3. maybe I posted in the wrong section. I believe I have to somehow use log or ln in this problem, as that is the chapter we are currently on. If it had just been 2^x + 1 i could do. But that -4x throws me off.

The multiple choice answers are A. .639, 3.847 B. .639 C. 14.387 D. 3.847

4. Originally Posted by PhilipL
maybe I posted in the wrong section. I believe I have to somehow use log or ln in this problem, as that is the chapter we are currently on. If it had just been 2^x + 1 i could do.
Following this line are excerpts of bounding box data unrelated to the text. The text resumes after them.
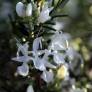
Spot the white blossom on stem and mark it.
[38,3,53,23]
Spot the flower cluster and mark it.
[16,2,53,23]
[12,0,81,92]
[12,31,69,91]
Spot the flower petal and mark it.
[26,3,32,16]
[54,53,65,65]
[12,56,32,63]
[16,2,25,17]
[41,71,54,83]
[33,37,42,51]
[27,85,34,92]
[17,63,29,76]
[33,57,46,71]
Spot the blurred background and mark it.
[0,0,92,92]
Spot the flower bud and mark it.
[26,3,32,16]
[16,2,25,17]
[16,2,32,17]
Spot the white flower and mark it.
[16,2,32,17]
[33,37,42,51]
[27,85,34,92]
[49,31,68,50]
[41,70,54,83]
[31,37,56,71]
[33,50,56,71]
[38,3,53,23]
[17,63,29,76]
[12,56,32,63]
[17,42,29,56]
[53,52,65,65]
[53,22,64,30]
[26,3,32,16]
[12,42,33,76]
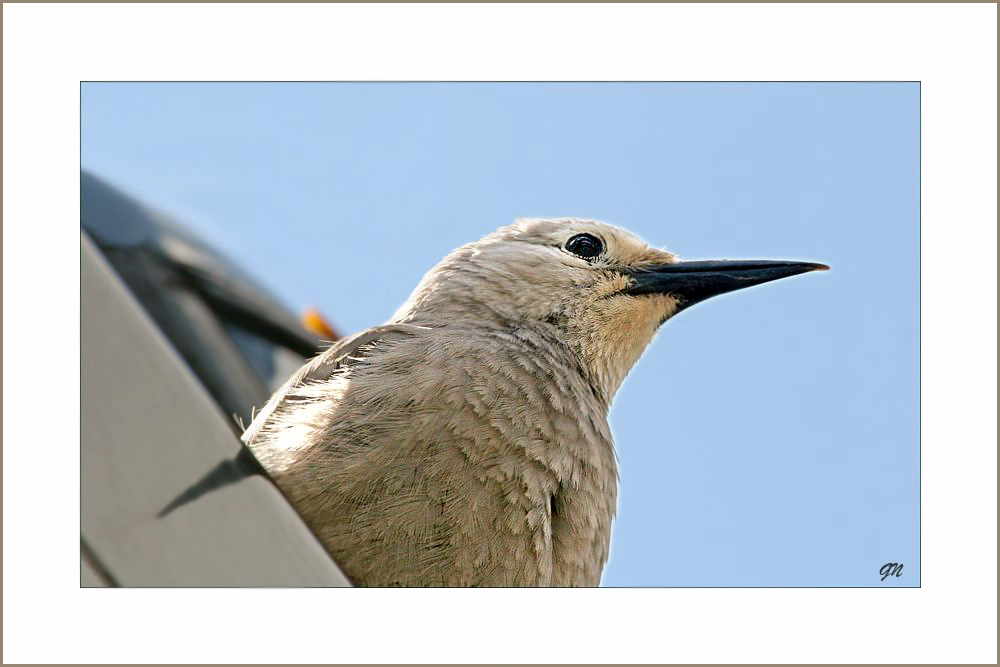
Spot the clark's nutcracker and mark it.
[243,219,827,586]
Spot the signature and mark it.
[878,563,903,581]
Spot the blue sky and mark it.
[82,83,920,586]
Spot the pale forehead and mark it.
[487,218,672,261]
[496,218,648,248]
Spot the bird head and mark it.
[392,218,828,401]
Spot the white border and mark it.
[3,4,997,663]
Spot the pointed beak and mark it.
[625,260,830,310]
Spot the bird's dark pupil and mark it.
[566,234,604,257]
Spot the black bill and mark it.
[625,259,830,308]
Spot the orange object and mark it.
[302,307,340,340]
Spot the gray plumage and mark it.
[244,219,828,586]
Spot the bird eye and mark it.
[566,234,604,259]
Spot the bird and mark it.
[242,218,829,587]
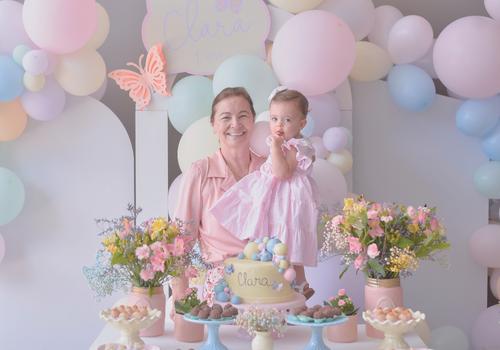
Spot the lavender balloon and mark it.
[21,79,66,121]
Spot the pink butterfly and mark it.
[215,0,243,13]
[108,44,172,111]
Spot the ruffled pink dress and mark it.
[210,139,319,266]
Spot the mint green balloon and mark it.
[474,161,500,199]
[213,55,279,115]
[0,167,25,225]
[167,75,214,134]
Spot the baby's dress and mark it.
[211,139,319,266]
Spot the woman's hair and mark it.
[269,89,309,118]
[210,87,255,123]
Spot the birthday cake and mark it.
[214,237,304,307]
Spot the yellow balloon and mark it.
[177,117,219,172]
[349,41,392,81]
[326,149,352,174]
[23,72,45,92]
[85,3,109,49]
[269,0,323,13]
[0,98,28,141]
[54,48,106,96]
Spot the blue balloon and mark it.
[0,55,24,102]
[167,75,214,134]
[387,64,436,112]
[474,161,500,199]
[0,167,25,225]
[456,96,500,137]
[481,125,500,160]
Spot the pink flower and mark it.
[347,237,363,254]
[135,244,150,260]
[366,243,380,259]
[354,254,365,270]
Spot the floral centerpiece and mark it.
[321,196,450,279]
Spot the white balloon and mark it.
[368,5,403,50]
[177,117,219,172]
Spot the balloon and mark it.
[85,3,109,49]
[481,123,500,160]
[326,149,352,174]
[471,304,500,350]
[23,0,96,54]
[469,224,500,268]
[312,159,347,210]
[474,161,500,199]
[0,55,24,102]
[456,96,500,137]
[430,326,469,350]
[168,174,182,219]
[368,5,403,49]
[54,49,106,96]
[177,117,219,172]
[0,0,33,54]
[272,10,356,96]
[309,136,328,159]
[387,64,436,112]
[250,121,271,157]
[213,55,279,113]
[318,0,375,40]
[387,15,434,64]
[490,269,500,299]
[269,0,323,13]
[307,92,342,136]
[0,167,25,225]
[21,78,66,121]
[23,50,49,75]
[349,41,392,81]
[484,0,500,21]
[323,127,349,152]
[167,75,214,134]
[0,98,28,142]
[23,72,45,92]
[434,16,500,98]
[12,45,31,66]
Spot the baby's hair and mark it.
[269,89,309,118]
[210,86,255,123]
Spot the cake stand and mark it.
[363,310,425,350]
[286,315,348,350]
[97,309,161,349]
[184,314,235,350]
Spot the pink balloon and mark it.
[250,121,271,157]
[0,0,34,54]
[21,78,66,121]
[309,136,329,159]
[471,304,500,350]
[23,0,97,54]
[272,10,356,95]
[168,174,182,219]
[307,92,341,136]
[387,15,434,64]
[433,16,500,98]
[469,224,500,268]
[323,127,349,152]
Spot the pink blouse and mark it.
[175,149,265,263]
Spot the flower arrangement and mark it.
[83,205,207,297]
[236,306,286,336]
[324,289,358,316]
[321,196,450,279]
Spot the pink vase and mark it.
[128,287,165,337]
[365,278,403,339]
[326,315,358,343]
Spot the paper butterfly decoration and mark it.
[108,44,172,111]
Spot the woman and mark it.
[175,87,265,301]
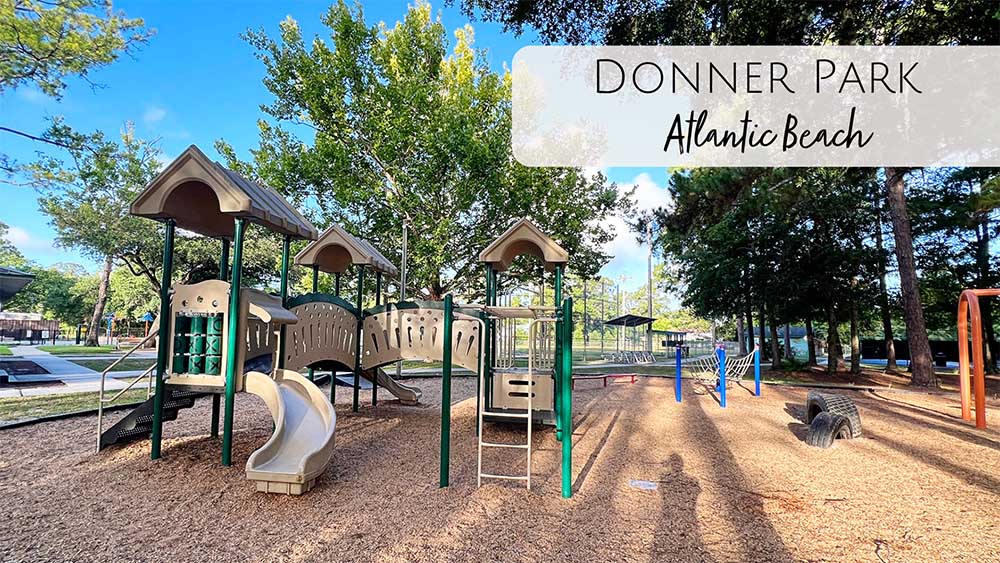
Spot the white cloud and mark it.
[601,172,670,289]
[4,226,55,252]
[142,106,167,125]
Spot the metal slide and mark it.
[361,368,420,405]
[244,369,337,495]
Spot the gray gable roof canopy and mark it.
[479,219,569,272]
[131,145,317,240]
[295,225,399,277]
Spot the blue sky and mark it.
[0,0,667,288]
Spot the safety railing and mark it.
[97,331,163,451]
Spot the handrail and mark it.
[97,331,163,452]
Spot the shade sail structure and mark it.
[479,219,569,272]
[131,145,317,240]
[0,266,35,305]
[295,225,399,277]
[604,315,656,326]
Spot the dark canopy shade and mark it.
[0,266,35,305]
[604,315,656,326]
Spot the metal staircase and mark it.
[97,332,202,452]
[476,318,555,490]
[97,387,202,451]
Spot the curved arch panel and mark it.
[361,305,482,372]
[285,300,358,371]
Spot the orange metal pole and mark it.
[958,291,977,420]
[958,289,1000,428]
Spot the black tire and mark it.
[806,391,861,438]
[806,412,851,448]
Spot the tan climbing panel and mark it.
[285,301,358,371]
[361,307,482,372]
[491,369,555,411]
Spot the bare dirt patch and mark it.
[0,378,1000,562]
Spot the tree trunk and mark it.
[83,255,113,346]
[826,305,840,374]
[875,196,896,371]
[885,168,937,387]
[785,323,793,358]
[851,299,861,375]
[767,312,781,369]
[806,317,817,366]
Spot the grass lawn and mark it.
[38,344,116,356]
[73,358,156,372]
[0,387,146,423]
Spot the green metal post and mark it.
[309,264,318,385]
[278,235,292,369]
[556,264,572,441]
[212,239,229,438]
[439,293,454,487]
[351,266,365,412]
[222,217,248,467]
[372,272,382,407]
[559,297,573,498]
[149,219,176,459]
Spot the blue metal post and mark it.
[715,346,726,408]
[674,345,681,403]
[753,350,760,397]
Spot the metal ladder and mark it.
[476,318,556,491]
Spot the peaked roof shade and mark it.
[479,219,569,272]
[131,145,317,240]
[295,225,399,277]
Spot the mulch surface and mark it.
[0,378,1000,562]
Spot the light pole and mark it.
[396,217,410,379]
[646,221,653,354]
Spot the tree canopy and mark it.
[219,1,623,299]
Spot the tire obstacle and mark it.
[806,391,861,448]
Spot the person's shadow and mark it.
[651,452,713,563]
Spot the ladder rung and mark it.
[480,473,528,481]
[483,442,528,450]
[483,411,531,420]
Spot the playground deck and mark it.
[0,378,1000,562]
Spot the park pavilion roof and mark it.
[479,219,569,272]
[295,225,399,277]
[0,266,35,305]
[604,315,656,326]
[131,145,317,240]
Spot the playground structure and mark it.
[674,344,760,408]
[477,219,573,498]
[604,314,656,364]
[98,146,573,497]
[958,289,1000,428]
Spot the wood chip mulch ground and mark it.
[0,378,1000,563]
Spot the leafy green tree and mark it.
[25,119,159,345]
[0,221,28,269]
[228,1,621,299]
[0,0,153,173]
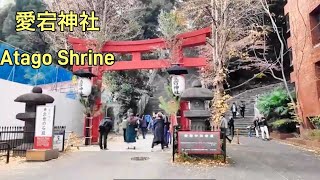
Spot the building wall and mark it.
[0,79,83,135]
[285,0,320,126]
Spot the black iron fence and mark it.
[0,126,66,156]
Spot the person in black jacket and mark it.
[99,117,113,150]
[259,117,270,140]
[228,117,234,137]
[253,118,260,138]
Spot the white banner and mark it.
[35,105,55,137]
[171,75,186,96]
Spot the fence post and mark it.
[7,144,11,164]
[237,129,240,144]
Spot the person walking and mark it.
[151,112,165,151]
[220,115,232,143]
[163,115,170,148]
[259,117,270,141]
[240,101,246,118]
[126,113,138,149]
[121,118,128,142]
[143,114,152,127]
[135,114,141,139]
[147,115,156,134]
[231,102,238,118]
[228,117,234,137]
[253,118,260,138]
[99,117,113,150]
[140,116,148,139]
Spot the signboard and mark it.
[77,78,92,96]
[171,75,186,96]
[34,106,55,149]
[178,131,222,154]
[53,134,64,152]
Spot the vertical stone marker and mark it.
[14,87,59,161]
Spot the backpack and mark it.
[99,118,113,131]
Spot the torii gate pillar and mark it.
[68,28,211,142]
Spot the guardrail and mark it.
[0,142,11,164]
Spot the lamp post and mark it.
[73,69,96,145]
[167,64,189,130]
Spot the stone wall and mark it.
[0,79,84,135]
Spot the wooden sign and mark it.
[178,131,222,154]
[34,105,55,149]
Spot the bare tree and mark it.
[260,0,303,123]
[182,0,269,128]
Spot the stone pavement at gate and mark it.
[0,137,320,180]
[80,134,171,152]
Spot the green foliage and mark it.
[159,86,180,114]
[307,129,320,140]
[139,0,175,39]
[104,70,152,116]
[309,116,320,129]
[158,10,186,40]
[271,119,297,133]
[80,85,101,116]
[0,0,50,53]
[257,88,293,118]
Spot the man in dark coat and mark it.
[140,116,148,139]
[239,101,246,118]
[151,113,165,150]
[228,117,234,137]
[99,117,113,150]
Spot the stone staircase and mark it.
[226,83,293,135]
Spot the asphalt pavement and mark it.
[0,135,320,180]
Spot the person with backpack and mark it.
[143,114,152,131]
[140,116,148,139]
[126,113,139,149]
[99,117,113,150]
[121,117,128,142]
[239,101,246,118]
[163,115,171,148]
[151,112,165,151]
[259,117,270,141]
[228,117,234,137]
[230,102,238,118]
[253,118,260,138]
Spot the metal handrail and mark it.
[0,142,11,164]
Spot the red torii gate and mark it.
[68,28,211,142]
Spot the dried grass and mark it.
[65,132,85,152]
[175,154,231,168]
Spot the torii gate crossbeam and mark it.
[68,28,211,142]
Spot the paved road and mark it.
[0,134,320,180]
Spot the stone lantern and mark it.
[181,80,213,131]
[14,87,54,143]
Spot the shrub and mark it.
[271,119,297,133]
[309,116,320,129]
[257,88,292,118]
[303,129,320,141]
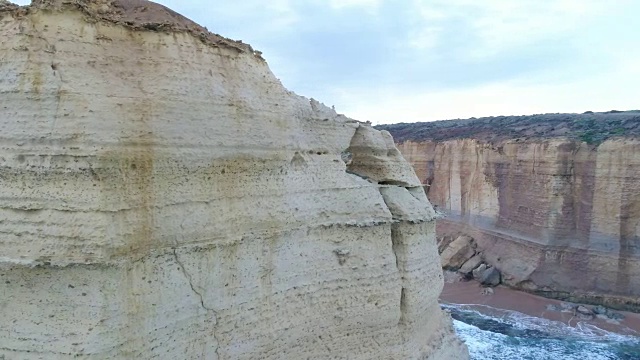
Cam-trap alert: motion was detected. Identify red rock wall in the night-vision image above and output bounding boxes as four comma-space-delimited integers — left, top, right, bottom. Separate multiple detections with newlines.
398, 139, 640, 308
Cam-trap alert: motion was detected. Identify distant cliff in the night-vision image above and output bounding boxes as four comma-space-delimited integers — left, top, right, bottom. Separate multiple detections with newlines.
379, 111, 640, 311
0, 0, 468, 360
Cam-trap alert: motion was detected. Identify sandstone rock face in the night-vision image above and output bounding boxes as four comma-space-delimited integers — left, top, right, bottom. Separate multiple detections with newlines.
0, 0, 468, 359
398, 138, 640, 310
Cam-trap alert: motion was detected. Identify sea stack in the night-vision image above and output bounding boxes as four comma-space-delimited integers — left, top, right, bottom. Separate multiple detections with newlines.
0, 0, 468, 360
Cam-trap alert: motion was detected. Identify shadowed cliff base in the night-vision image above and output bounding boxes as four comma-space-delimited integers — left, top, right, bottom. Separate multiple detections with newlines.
378, 111, 640, 311
376, 110, 640, 145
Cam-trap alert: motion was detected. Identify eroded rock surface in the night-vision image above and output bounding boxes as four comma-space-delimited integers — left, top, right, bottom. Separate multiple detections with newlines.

But that -4x throws me off.
The multiple choice answers are A. .639, 3.847 B. .639 C. 14.387 D. 3.847
Using zoom I found that answer.

If you know calculus, then Newton's Method gives the same answer.

5. Originally Posted by PhilipL
Problem says use the calculator to obtain a decimal approximation for the solution.
The function $\displaystyle f(x)=2^x-4x+1$ is continuous on $\displaystyle \mathbb{R}$. Besides $\displaystyle f(0)=2>0$ , $\displaystyle f(1)=-1<0$, $\displaystyle f(3)=-3<0$ and $\displaystyle f(4)=1>0$. According to Bolzano's Theorem there are two solutions $\displaystyle c_1\in (0,1)$ and $\displaystyle c_2\in (3,4)$ for the equation $\displaystyle f(x)=0$. It is easy to prove that the equation has not more solutions.

Now using the calculator, you can try $\displaystyle f(0'1),\;f(0'9),\ldots$ etc.

Regards.

Fernando Revilla

Edited: Sorry, I didn't see the previous answers.

6. kinda feel dumb now. I was just overthinking the question. But thanks!